In the way of progression, it is very much the same thing you've seen in any Soulslike so far. You kill enemies, loot the currency from their corpses, find a checkpoint, spend the currency to upgrade your stats.
Steelrising doesn't have the players scouring for more powerful weapons around the world though. Instead, they will be looking for materials that will allow upgrades to the ones already in the inventory and it's quite easy to collect the entire arsenal early on. Fully upgrading it will require some exploration though.
Additionally, depending on which stats the player prioritises, some weapons will become virtually useless so finding a pair that complement each other is another mini puzzle for building Aegis into an unstoppable automaton.

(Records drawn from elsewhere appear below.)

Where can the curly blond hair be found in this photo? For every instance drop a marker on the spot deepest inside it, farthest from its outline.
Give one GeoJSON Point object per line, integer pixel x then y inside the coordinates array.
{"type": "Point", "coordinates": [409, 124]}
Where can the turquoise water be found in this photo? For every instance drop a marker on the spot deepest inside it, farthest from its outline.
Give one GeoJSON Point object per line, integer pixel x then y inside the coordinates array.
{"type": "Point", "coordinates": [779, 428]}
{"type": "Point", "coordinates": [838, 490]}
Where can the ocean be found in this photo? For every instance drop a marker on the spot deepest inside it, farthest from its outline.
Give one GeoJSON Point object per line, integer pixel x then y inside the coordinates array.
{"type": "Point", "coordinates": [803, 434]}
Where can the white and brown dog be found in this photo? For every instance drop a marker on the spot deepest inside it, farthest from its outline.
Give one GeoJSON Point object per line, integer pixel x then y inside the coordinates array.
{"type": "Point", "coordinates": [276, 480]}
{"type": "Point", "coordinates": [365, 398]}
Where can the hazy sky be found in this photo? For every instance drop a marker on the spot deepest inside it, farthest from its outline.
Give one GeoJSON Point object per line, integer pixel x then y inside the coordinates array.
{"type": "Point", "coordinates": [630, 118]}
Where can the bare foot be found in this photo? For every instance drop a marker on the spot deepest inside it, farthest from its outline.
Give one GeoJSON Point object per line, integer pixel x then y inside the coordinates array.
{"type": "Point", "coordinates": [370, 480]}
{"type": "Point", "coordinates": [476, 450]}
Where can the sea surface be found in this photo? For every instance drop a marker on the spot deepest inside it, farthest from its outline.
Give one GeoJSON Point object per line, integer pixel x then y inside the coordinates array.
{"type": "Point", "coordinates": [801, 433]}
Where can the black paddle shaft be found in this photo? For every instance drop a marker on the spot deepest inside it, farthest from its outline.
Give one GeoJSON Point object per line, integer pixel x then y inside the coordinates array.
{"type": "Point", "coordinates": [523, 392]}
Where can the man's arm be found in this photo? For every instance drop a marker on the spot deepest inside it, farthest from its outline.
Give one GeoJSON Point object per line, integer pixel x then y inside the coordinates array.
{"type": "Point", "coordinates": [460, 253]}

The map in the game is a bit weird as it's not actually useful and only serves as flavour instead. I opened it from time to time but mostly used it only for fast travel while the Compass item was the one that helped me find my way around.
While the compass will clearly point the player to where they need to go, it is not the only mechanic Spiders introduced to ensure accessibility. Most gamers who don't get into Soulslikes cite the difficulty as the main problem, which why they keep asking for difficulty settings. Steelrising does one better - it lets players enable Assisted Mode, which will let them use sliders to adjust combat difficulty or allow them to keep the currency even after dying.
Granted, the gameplay experience can be trivialised this way but it never hurts to have the option to do it and if the player feels they are overcoming the adjusted challenge to easily, they can always alter or disable Assisted Mode on the fly. Moreover, Steelrising will award those who don't dabble with Assisted Mode by allowing them to complete achievements that don't work when one tones the difficulty down.
Graphics and performance
Steelrising's graphics are beautiful for the most part. You will find yourself going through the wondrous estates in 18th century France, the muddy terrains of Paris, various forests and charming nights in the more urban parts of the city. There are visits to the historically significant buildings and landmarks that are also gorgeously designed but I can't go into too much detail without spoiling the story.
However, whenever the camera closed in on parts of the environment, I noticed muddy textures which are always annoying. That said, these close-ups normally happen in cutscenes rather than regular gameplay and it's the latter where the players spend the most time in Steelrising.
Throughout my adventures in the world that managed to still look beautiful even after the automaton-wrought carnage, I didn't experience FPS drops nor did I encounter any bugs. I was pleasantly surprised by both since games of the modern-day usually take months after release to get rid of highly annoying and sometimes game-breaking glitches. I'm assuming there will be a day one patch but the early build I played on was uncharacteristically clean and smooth.
Coming into this game, I expected it to be just another attempt at emulating FromSoftware's work but was pleasantly surprised to see Steelrising building its own identity instead of just following a formula.
It stands out from competitors with a unique world and an impeccable character design that lets the little details on Aegis tell a story of their own, on top of the main narrative that we go through with Marie Antoinette's quests. With a narrow development cycle and a previous release suffering issues at launch, I was concerned Spiders would meet the same issues here but that was not the case.
Steelrising is smooth, wonderful fun with a lot to be liked from the moment you set your eyes on it.
The issues I found were minimal and as it currently stands, I can wholeheartedly recommend it to anyone looking for a stylish action game that will challenge their memory and reflexes.